The bill speeds and centralizes review of nationwide injunctions at the Supreme Court to promote faster, more uniform outcomes, but does so by restricting intermediate appellate access and who can seek nationwide relief while increasing strain on the Supreme Court.
State and local governments, federal agencies, and parties subject to nationwide injunctions: appeals of nationwide injunctions would be routed directly to the Supreme Court, producing faster resolution and reducing prolonged uncertainty about the enforceability of federal rules.
Taxpayers and state governments: concentrating review at the Supreme Court promotes uniformity by preventing multiple divergent district-court nationwide injunctions from persisting while staggered appeals proceed.
States, localities, and parties subject to injunctions: the bill reduces routine intermediate appellate review by sending appeals directly to the Supreme Court, increasing the likelihood of abrupt nationwide legal changes based on a single high‑court decision.
Taxpayers, federal agencies, and the courts: consolidating initial review at the Supreme Court could increase its docket pressure and shorten time for fact- and record-based review, risking lower-quality appellate consideration and rushed outcomes.
Nonprofits, state governments, and advocacy groups: narrowing the definition of who may seek or benefit from nationwide-injunction challenges excludes some representative non-parties, limiting remedial options for groups seeking relief.
Based on analysis of 2 sections of legislative text.
Requires appeals from district-court orders granting nationwide injunctions to go directly to the Supreme Court and defines "nationwide injunction" with a narrow exception.

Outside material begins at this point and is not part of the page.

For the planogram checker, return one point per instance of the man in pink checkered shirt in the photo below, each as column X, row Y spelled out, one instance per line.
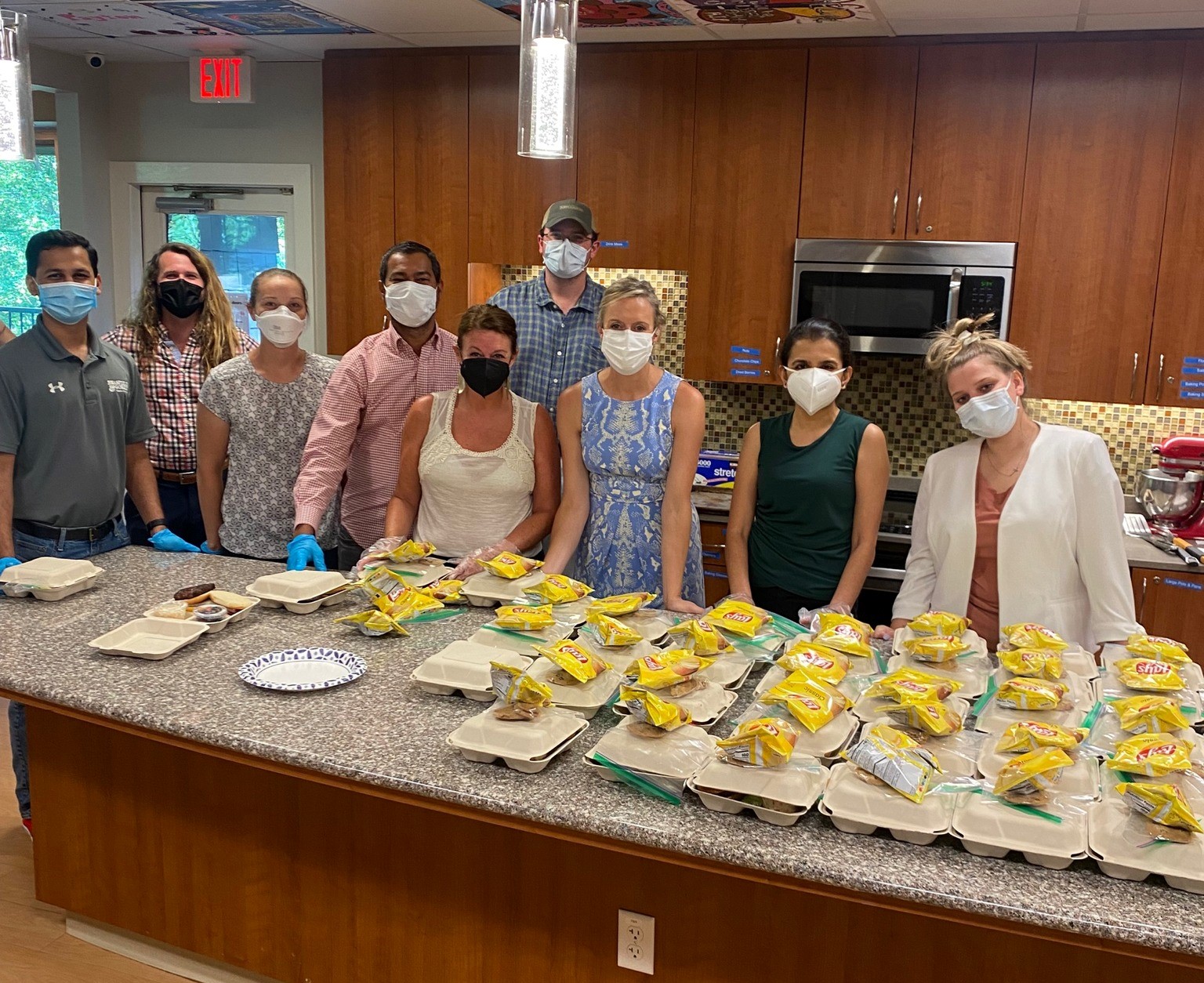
column 357, row 429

Introduced March 21, 2025 by John Rose · Last progress March 21, 2025
Creates a new federal rule that any time a U.S. district court issues a nationwide injunction (an order that restrains enforcement of a federal statute, regulation, order, or similar authority against a non-party), the appeal from that district-court order must go directly to the Supreme Court. The text defines "nationwide injunction," carves out an exception where a non-party is represented by a party acting in a representative capacity under the Federal Rules of Civil Procedure, and adds a new statutory section (28 U.S.C. § 2285) into the federal judicial code to implement this change.